The majority of respondents thought their joint working was “effective, though with some difficulties” or “adequate”. However, they clearly had a desire to move “beyond the basics” of a system which identifies and refers children affected by parental alcohol and drug use into social care services and refers adults known to children’s services into alcohol and drug treatment services. They wanted to move towards a system where services work together in a coordinated way and focus on problems which affect the whole family.
4.1 Main themes of the consultation
This is a summary of the views of the people who responded to the consultation, about how they thought that joint working could be improved.
They wanted more protocols, guidance and sharing best practice, locally and nationally.
They thought that there needs to be more emphasis on joint working at the ‘early help’ end of the safeguarding spectrum, and that that their work should be more preventative than reactive.
They were keen to have single points of contact that could help people access different local services, and improving day to day contact with people who need help. They thought that these single points of contacts (which could be a person or an organisation) could also help with information sharing and decision-making for referrals, particularly for ‘grey area’ cases where the risks to the child were less clear.
They believed that getting together in person can help all local partners to implement ‘whole family’ practice.
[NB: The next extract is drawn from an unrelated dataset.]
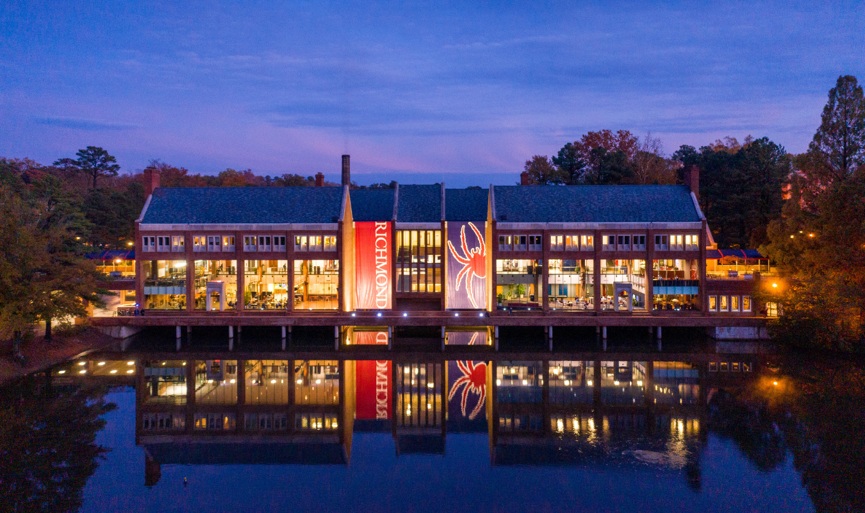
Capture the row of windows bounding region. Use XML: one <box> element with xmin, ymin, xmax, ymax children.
<box><xmin>141</xmin><ymin>235</ymin><xmax>336</xmax><ymax>253</ymax></box>
<box><xmin>709</xmin><ymin>296</ymin><xmax>751</xmax><ymax>312</ymax></box>
<box><xmin>499</xmin><ymin>234</ymin><xmax>700</xmax><ymax>251</ymax></box>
Specifically, they proposed some actions that could help this to happen, including:
- joint training for substance misuse and social care staff
- these staff carrying out joint assessments and care planning with families who have alcohol and drug problems
- locating substance misuse and social care services in the same buildings
- embedding substance misuse workers in social care teams
- embedding social care workers in substance misuse teams
They thought that local strategies should clearly set out who is responsible for leading on parental alcohol and drug use and that the strategies should emphasise how safeguarding and promoting children’s welfare is everyone’s business.
They also thought that they should have stronger governance structures to promote, monitor and evaluate the effectiveness of their joint working.
These themes were consistent with the findings of a survey done by Adfam in 2013.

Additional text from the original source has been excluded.